The securin proteins are key substrates of the APC pathway and comprise an evolutionarily divergent class of anaphase inhibitors. Members of the securin family include the Pds1 and Cut2 proteins in budding and fission yeast, respectively, the vertebrate pituitary-tumor transforming gene (PTTG or vSecurin) proteins, and the Pimples protein in Drosophila (Cohen-Fix et al., 1996; Funabiki et al., 1996b; Stratmann and Lehner, 1996; Zou et al., 1999). The securins form tight complexes with a well-conserved family of proteins, the ‘sister-separating’ proteases that have been termed separins (reviewed by Nasmyth et al., 2000; Yanagida, 2000). Securin degradation appears to be essential for sister chromatid separation, as expression of non-degradable securins blocks chromosome segregation in both budding and fission yeasts and in animal cells (Cohen-Fix et al., 1996; Funabiki et al., 1996b; Zou et al., 1999; Leismann et al., 2000). Current models propose that securin destruction liberates the active separin protease, allowing it to cleave proteins mediating sister chromatid cohesion, including the cohesin subunit Scc1 (Glotzer, 1999; Uhlmann et al., 1999; Nasmyth et al., 2000; Uhlmann et al., 2000; Waizenegger et al., 2000).
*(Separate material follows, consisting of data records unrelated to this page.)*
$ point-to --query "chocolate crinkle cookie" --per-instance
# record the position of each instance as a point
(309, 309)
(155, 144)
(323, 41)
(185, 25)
This would release tension between paired kinetochores, allowing the separated sister chromatids to migrate poleward along the mitotic spindle.
Paradoxically, there is also evidence that securin plays a positive role in promoting sister separation. In fission yeast, loss of securin is lethal and produces the same effect as loss of separin itself, i.e., a complete block to chromosome segregation and completion of mitosis (Funabiki et al., 1996a). Similarly, Drosophila pimples mutants fail to separate sister chromatids during mitosis 15 (Stratmann and Lehner, 1996). Close examination of pds1 mutants in S. cerevisiae also demonstrates retarded anaphase entry and synthetic lethality with separin mutations (Ciosk et al., 1998), arguing that even in budding yeast, securin and separin may act synergistically rather than purely antagonistically in regulating anaphase.
There is a need in the art for therapeutic agents which are selectively toxic to aneuploid cells relative to euploid cells.